Nona kesayangan Tuhan
Aku bertemu dengan nona, lewat jalinan mata yang tak bisa diam di tempat duduk umat.
Nona duduk anggun dibalik gaun biru safirnya, dengan kitab yang ditekuni. Aku berdiam diri, tak berniat untuk sapa Nona yang tengah menghadap bapak. Meski hati ini ada rasa untuk tegur dan tukar nama, karena Nona parasnya sungguhan luar biasa.
Besoknya aku datang lagi, dan lagi lihat nona di sana. Di tempat duduk yang sama. Aku juga masih sama, masih tak bisa ucap sapa.

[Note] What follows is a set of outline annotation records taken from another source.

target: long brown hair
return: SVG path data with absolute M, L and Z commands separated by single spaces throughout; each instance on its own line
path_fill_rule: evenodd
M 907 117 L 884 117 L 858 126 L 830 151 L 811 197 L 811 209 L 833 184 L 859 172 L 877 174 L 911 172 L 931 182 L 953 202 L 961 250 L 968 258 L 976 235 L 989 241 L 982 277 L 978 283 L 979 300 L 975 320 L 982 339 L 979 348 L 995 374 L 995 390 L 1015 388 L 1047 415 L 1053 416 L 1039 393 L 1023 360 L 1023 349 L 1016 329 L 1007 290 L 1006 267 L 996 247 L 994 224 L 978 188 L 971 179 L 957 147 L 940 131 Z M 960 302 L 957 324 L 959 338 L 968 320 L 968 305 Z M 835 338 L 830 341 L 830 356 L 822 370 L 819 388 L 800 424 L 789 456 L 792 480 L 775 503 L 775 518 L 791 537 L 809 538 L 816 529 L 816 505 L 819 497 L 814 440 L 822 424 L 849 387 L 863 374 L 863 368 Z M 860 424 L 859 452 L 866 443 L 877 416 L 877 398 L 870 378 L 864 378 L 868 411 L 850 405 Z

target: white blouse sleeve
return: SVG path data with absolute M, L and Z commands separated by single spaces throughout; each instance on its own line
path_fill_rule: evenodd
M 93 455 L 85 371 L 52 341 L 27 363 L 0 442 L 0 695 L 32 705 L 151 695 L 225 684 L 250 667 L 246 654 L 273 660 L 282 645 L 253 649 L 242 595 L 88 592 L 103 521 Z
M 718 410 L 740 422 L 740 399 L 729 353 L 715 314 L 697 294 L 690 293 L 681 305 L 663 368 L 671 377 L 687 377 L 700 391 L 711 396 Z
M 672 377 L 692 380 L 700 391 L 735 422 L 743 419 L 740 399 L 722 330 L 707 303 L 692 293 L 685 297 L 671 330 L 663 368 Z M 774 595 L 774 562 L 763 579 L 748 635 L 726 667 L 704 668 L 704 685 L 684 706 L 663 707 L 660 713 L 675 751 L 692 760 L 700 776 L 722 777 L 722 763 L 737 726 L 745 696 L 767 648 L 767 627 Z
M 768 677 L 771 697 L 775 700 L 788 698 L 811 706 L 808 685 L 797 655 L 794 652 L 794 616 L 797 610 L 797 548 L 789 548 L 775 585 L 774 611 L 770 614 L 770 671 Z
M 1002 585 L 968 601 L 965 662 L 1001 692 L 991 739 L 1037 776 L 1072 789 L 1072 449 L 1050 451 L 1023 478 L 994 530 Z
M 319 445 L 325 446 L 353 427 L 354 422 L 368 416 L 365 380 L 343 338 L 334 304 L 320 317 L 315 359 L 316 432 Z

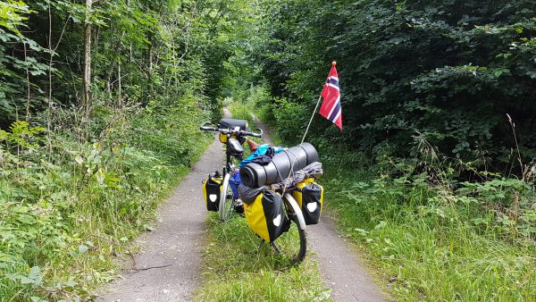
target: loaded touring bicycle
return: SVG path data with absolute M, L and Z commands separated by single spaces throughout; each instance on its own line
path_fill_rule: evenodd
M 234 119 L 222 119 L 217 127 L 204 122 L 200 130 L 217 132 L 226 155 L 222 172 L 211 173 L 204 182 L 207 210 L 218 212 L 222 222 L 230 219 L 233 213 L 243 213 L 252 231 L 270 243 L 277 253 L 293 262 L 301 262 L 306 252 L 306 225 L 318 222 L 323 189 L 314 181 L 313 177 L 303 176 L 303 181 L 293 184 L 283 181 L 290 179 L 285 180 L 283 175 L 290 175 L 293 167 L 302 169 L 307 164 L 307 167 L 314 164 L 317 164 L 316 167 L 320 165 L 316 150 L 306 143 L 289 149 L 275 149 L 278 154 L 272 154 L 268 160 L 266 155 L 262 155 L 265 162 L 255 164 L 253 160 L 243 165 L 239 170 L 239 181 L 237 181 L 239 170 L 235 163 L 244 160 L 242 145 L 247 137 L 261 138 L 263 130 L 252 132 L 247 121 Z M 248 144 L 250 147 L 256 145 L 251 141 Z M 271 147 L 264 145 L 263 147 Z M 311 172 L 310 175 L 314 173 Z M 267 185 L 268 182 L 272 185 Z

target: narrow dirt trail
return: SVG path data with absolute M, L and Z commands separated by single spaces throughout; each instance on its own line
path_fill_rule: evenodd
M 131 267 L 109 286 L 104 301 L 189 301 L 200 281 L 201 249 L 206 231 L 206 208 L 201 181 L 223 163 L 215 139 L 192 172 L 159 208 L 155 231 L 138 239 L 142 248 Z
M 252 116 L 257 127 L 266 134 L 263 137 L 264 142 L 272 144 L 270 129 L 256 116 Z M 356 253 L 339 236 L 331 218 L 324 214 L 318 224 L 307 225 L 306 234 L 307 248 L 316 254 L 322 279 L 325 285 L 332 289 L 331 298 L 334 301 L 368 302 L 388 299 Z

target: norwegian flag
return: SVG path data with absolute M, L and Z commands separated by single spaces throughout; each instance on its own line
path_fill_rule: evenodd
M 339 76 L 335 69 L 335 62 L 331 64 L 331 71 L 322 90 L 323 98 L 320 106 L 320 114 L 331 121 L 342 131 L 342 108 L 340 107 L 340 92 L 339 90 Z

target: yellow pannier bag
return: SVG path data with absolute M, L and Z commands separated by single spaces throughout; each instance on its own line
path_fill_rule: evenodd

Hari-hari berlalu dengan hal yang berulang. Dengan aku yang datang minta pertolongan dan lihat Nona masih duduk di atas kursi yang sama seolah sudah melekat di sana. Sempat aku bertanya pada salah satu pekerja, mereka bilang Nona memang selalu punya waktu untuk kesini tiap hari, tepat di jam 2 siang sampai 4 sore tak pernah tertinggal.

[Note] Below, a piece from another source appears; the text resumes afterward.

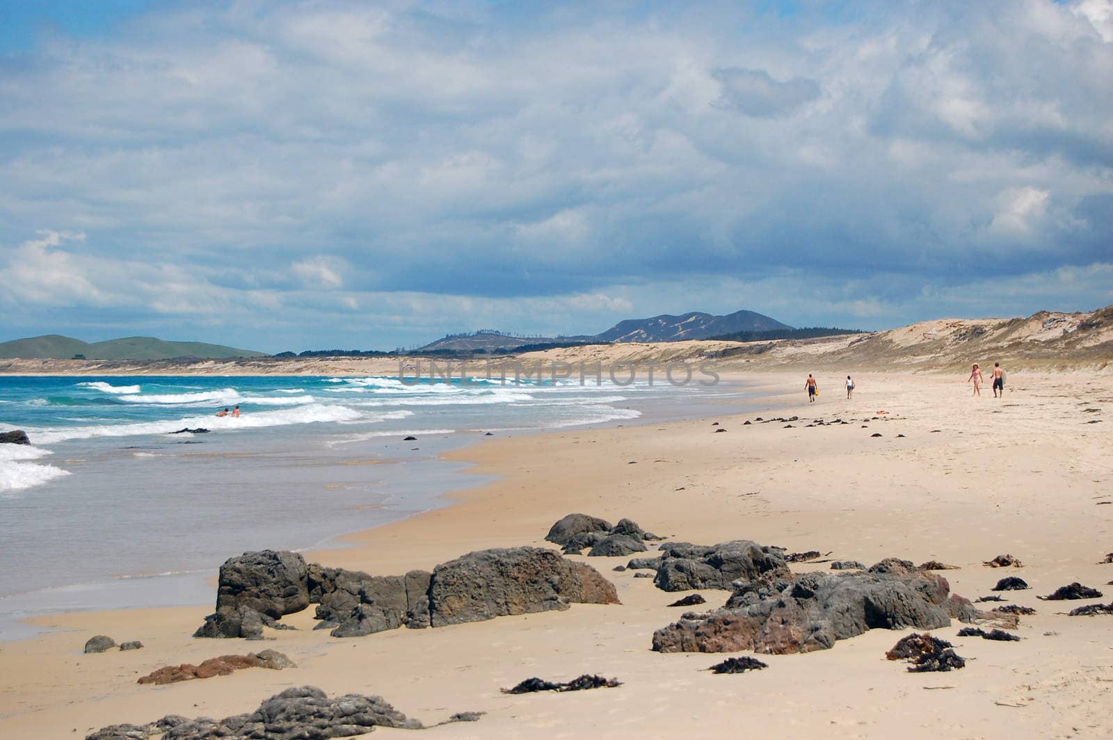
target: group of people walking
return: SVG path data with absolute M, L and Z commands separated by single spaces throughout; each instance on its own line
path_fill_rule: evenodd
M 974 363 L 974 367 L 971 369 L 969 379 L 967 383 L 974 383 L 974 395 L 982 395 L 982 384 L 985 383 L 985 377 L 982 375 L 982 368 L 978 367 L 977 363 Z M 846 397 L 854 397 L 854 378 L 849 375 L 846 376 Z M 808 403 L 815 403 L 816 396 L 819 395 L 819 384 L 816 378 L 812 377 L 811 373 L 808 373 L 808 379 L 804 382 L 804 387 L 808 392 Z M 1002 368 L 1001 363 L 993 364 L 993 397 L 1004 398 L 1005 397 L 1005 371 Z
M 982 368 L 978 367 L 977 363 L 974 363 L 974 367 L 971 369 L 971 376 L 966 379 L 967 383 L 974 383 L 974 395 L 982 395 L 982 384 L 985 383 L 985 377 L 982 375 Z M 1005 397 L 1005 371 L 1001 367 L 1001 363 L 993 364 L 993 397 L 1004 398 Z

Ah, Nona anak Tuhan rupanya, tak heran mengapa paras itu bisa jadi sebegitu indahnya. Tuhan cinta Nona dengan sepenuh hatinya sebagaimana nona juga cinta Dia. Apalah aku si manusia yang datang ke gereja hanya karena tengah dalam bala.
Sampai di hari Jum'at itu aku tuliskan sedikit kalimat di atas secarik kertas yang kurobek dari buku catatanku dengan pena yang ku pinjam dari salah satu pekerja. Letakkan kertas pada bangku tepat di sebelah Nona yang tengah khusyu membaca.
"Maaf mengganggu waktunya. Saya Adara, saya akui tertarik dengan nona. Nona kelewat indah untuk hanya saya liat lewat jalinan mata. Mohon kertas itu dibaca, dan hubungi saya jika nona tak merasa keberatan atasnya. Barangkali kita punya takdir berdua." Aku berucap tenang, meski jantung sudah terasa ingin terbang.
Lantas aku berjalan pulang, dengan tanpa harapan namun sejuta keinginan. Pulang yang disambut dengan notifikasi dari akun Instagram asing yang kirimkan beberapa balon pesan di sana.
Senyumku terangkat, Rona, Nona cantik kesayangan bapak yang ada di Surga. Aku akan dengan tangan terbuka tarik kamu dalam jalinan cinta.